Floyd County ranks 62nd in terms of total row crop production. Hay production is ranked 13th in the state (which emphasizes the value of the lost crop due to the drought a year ago), 39th in sorghum, 45th in soybeans, and 52nd in corn and 62nd in cotton.
The county ranks 18th in total livestock production across the state led by a number 8 ranking in terms of beef cow production.
The Floyd County Chapter of the Young Farmers will host a special Ag Awareness Day on May 10 at the Coosa Valley Fairgrounds. The club will focus its education program on third graders across the community.
Chieftains hosts “Walk and Talk”
Chieftains Museum/Major Ridge Home celebrates the first day of Spring this afternoon with a “Walk and Talk” program featuring James Veteto, assistant professor of anthropology and Cherokee studies at Western Carolina University.

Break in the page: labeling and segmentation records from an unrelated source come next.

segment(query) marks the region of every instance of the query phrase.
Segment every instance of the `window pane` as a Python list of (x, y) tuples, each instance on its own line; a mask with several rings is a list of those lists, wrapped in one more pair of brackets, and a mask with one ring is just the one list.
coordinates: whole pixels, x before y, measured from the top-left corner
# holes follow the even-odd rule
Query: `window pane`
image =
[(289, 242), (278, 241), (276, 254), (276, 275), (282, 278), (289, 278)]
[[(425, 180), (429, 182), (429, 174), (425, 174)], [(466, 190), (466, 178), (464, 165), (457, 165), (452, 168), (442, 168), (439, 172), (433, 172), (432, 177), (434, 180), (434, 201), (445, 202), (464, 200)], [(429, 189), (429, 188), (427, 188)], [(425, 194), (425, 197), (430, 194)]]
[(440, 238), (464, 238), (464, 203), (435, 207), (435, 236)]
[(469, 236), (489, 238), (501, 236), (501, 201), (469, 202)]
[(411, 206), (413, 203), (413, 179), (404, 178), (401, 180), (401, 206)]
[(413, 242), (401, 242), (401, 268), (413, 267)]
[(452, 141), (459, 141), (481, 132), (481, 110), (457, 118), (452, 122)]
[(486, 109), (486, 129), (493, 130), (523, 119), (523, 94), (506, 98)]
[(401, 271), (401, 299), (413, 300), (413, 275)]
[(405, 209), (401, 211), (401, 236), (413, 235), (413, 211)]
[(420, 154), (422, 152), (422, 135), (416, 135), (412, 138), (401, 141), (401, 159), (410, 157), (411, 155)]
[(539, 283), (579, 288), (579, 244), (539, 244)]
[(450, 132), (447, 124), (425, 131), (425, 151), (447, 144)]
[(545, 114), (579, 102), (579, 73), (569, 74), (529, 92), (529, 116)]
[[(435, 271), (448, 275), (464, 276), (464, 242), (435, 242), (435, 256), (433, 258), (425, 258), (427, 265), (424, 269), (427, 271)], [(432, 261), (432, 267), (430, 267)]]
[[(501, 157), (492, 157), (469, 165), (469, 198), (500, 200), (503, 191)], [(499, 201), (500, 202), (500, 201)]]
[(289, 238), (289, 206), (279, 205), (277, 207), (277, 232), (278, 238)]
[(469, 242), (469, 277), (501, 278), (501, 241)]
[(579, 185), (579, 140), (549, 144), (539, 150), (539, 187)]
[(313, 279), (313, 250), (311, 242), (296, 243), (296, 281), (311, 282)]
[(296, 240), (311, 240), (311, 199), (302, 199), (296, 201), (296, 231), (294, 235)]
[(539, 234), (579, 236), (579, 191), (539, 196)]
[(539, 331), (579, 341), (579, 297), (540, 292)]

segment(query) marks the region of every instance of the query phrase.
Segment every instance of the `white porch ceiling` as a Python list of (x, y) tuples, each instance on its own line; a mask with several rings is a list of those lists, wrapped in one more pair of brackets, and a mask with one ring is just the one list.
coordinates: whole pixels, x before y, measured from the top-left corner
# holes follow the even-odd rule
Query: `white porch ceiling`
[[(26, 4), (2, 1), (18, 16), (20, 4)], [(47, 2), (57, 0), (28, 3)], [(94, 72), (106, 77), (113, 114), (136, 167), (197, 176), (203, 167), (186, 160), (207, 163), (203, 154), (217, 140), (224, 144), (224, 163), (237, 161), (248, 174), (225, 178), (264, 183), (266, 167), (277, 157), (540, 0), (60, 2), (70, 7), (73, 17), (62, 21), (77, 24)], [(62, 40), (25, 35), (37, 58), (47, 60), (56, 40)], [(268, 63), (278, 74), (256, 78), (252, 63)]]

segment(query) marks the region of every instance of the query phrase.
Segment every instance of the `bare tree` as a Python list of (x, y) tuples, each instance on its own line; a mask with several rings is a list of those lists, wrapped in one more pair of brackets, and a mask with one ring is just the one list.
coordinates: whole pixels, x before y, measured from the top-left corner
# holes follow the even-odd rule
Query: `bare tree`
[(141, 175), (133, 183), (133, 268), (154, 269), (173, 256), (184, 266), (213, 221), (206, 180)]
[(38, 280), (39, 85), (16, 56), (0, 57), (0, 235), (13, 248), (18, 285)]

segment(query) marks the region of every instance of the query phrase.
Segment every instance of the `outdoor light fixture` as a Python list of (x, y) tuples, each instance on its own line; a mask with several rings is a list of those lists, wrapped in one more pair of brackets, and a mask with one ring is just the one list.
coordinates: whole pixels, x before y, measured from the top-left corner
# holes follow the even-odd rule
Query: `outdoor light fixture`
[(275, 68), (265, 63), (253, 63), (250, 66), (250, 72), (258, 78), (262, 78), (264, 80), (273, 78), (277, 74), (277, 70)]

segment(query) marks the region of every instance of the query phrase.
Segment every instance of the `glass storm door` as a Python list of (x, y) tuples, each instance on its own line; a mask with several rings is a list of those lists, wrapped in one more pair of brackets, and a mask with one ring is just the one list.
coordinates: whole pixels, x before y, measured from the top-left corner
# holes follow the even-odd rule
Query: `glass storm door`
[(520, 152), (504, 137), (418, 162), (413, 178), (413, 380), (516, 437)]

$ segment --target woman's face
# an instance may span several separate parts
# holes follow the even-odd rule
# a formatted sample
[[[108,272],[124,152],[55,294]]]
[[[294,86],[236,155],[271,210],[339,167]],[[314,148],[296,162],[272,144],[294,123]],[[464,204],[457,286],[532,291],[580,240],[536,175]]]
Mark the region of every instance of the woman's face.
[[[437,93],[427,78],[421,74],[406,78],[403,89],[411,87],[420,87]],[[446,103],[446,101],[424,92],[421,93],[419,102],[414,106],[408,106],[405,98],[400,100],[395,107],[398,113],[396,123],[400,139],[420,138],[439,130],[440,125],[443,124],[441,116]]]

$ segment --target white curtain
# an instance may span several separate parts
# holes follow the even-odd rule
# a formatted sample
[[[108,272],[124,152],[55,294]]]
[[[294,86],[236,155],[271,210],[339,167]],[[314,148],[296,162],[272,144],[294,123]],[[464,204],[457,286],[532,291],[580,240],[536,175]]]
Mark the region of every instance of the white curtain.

Veteto will lead a presentation at Chieftains Museum on Riverside Parkway about the Appalachian Institute for Mountain Studies in North Carolina from 4:30-5:15 p.m., as he and visitors tour the Major Ridge Demonstration Garden on the museum campus. The program will examine the Southern Seed Legacy, a native and heirloom-type seed saving program.
Following the walk and talk, Veteto will lecture at 6 p.m. in the Evans Auditorium on the Berry College campus.
Berry College has provided grant funds to promote the partnership between Native American agricultural legacies and a cooperative project between Berry’s Agricultural Biodiversity Conservation projects led by Brian Campbell.
Employers in the Know regional summit
The Georgia Department of Labor will host a regional summit to provide updates related to labor laws, an accelerated seminar on unemployment insurance taxes and benefit, along with answers to some of the top issues employers have related to the regional workforce.
Department of Labor Commissioner Mark Butler will be a primary speaker for the event which will be held April 26 at the LakePoint Sporting Community in Emerson from 9 a.m. to 3 p.m.
Early bird registration through April 14th is $40. After that date the registration fee goes up to $50. The fee includes the cost of a lunch.